J’ai appris avec soulagement que l’alcoolisme était une maladie et qu’il était possible d’en sortir. Déterminée, j’ai suivi avec assiduité les programmes de travail sur soi, les réunions et, pendant un an et demi, je n’ai plus touché la moindre goutte d’alcool. J’étais sauvée! J’avais retrouvé ma joie de vivre et j’étais convaincue qu’il était temps pour moi de renouer avec ma liberté et avec ma fille. Mais en 2002, à peine divorcée, j’ai eu un coup de foudre pour un moniteur d’auto-école. Quand notre histoire a capoté au bout de huit mois, l’alcool a été mon refuge jusqu’à ce que j’accepte une nouvelle fois l’aide des alcooliques anonymes.
«Je suis gravement malade mais je me soigne.»
C’est ce que j’ai dit à Marc la première fois que je l’ai vu! Il m’a accompagnée, encouragée, se révélant un compagnon divertissant mais très indépendant. J’ai recherché ma fille, désormais majeure, et nous nous sommes apprivoisées. Tout semblait rentrer dans l’ordre… Mais un simple dessert à base de Calva a ranimé la flamme alcoolique. J’ai replongé dans mon enfer pendant deux ans. Sans les AA, je pense que je serais morte aujourd’hui. Grâce à eux, j’ai redécroché de l’alcool mais j’ai immédiatement, et sans m’en rendre compte, reporté cette dépendance sur Marc. Je suis devenue complètement accro à cet homme. Il était le centre de mon existence entière. Je me dévouais pour satisfaire le moindre de ses désirs, comme j’avais toujours vu ma mère le faire avec mon père. J’étais d’une soumission totale et d’une dépendance complète.

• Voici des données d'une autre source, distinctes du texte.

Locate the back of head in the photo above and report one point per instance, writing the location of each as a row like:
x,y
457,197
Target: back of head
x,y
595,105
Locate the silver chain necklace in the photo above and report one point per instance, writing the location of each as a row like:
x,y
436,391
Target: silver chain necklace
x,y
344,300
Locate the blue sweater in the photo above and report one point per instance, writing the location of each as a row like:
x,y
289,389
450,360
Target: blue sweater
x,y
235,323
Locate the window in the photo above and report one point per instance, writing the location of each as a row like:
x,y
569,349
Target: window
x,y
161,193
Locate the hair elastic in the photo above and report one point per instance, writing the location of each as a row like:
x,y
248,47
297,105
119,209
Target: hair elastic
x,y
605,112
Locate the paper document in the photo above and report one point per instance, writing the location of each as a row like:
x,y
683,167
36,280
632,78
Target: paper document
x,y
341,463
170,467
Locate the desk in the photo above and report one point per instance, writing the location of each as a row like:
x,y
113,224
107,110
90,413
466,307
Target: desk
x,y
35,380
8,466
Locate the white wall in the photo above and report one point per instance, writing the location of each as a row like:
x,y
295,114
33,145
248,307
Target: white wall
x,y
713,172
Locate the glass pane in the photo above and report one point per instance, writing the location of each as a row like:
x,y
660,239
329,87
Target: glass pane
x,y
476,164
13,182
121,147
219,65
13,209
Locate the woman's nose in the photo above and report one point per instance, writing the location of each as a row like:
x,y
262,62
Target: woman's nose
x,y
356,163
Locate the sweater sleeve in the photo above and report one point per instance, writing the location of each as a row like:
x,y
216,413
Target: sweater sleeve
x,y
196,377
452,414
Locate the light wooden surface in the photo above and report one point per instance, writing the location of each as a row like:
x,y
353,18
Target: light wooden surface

Au printemps dernier, Marc, étouffé par mon comportement, m’a quittée pour une autre femme
Le sentiment d’abandon, l’humiliation, la trahison m’ont traumatisée à tel point que je ne parvenais plus à m’alimenter, ni même à parler. Dans cet état extrême d’hébétude, j’ai ressenti plus violemment que jamais la menace de l’alcool. Mais pour la première fois de ma vie, j’ai vraiment eu peur et j’ai appelé «au secours». Entre les AA, des psychothérapeutes, des massages bioénergétiques, des activités sportives, des lectures ciblées et des rencontres, j’ai réussi progressivement à tourner la page sans trop de dommages.
J’ai le sentiment de renaître depuis quelques mois
Je travaille, j’ai des contacts complices avec ma fille, je commence doucement à pardonner à mon père, et puis surtout j’ai transformé ma relation dépendante à Marc en une amitié béton. Je médite beaucoup, je ne bois plus. Je me regarde désormais avec bienveillance, je me fais confiance. Grâce à une hygiène de vie rigoureuse et une autodiscipline de chaque instant, je peux sans conteste dire aujourd’hui que la vie est belle. Et d’ailleurs cela se voit sur mon visage…»
Je buvais comme un trou pour noyer mon ennui.
Le vin anesthésiait mes angoisses et me maintenait dans une euphorie artificielle.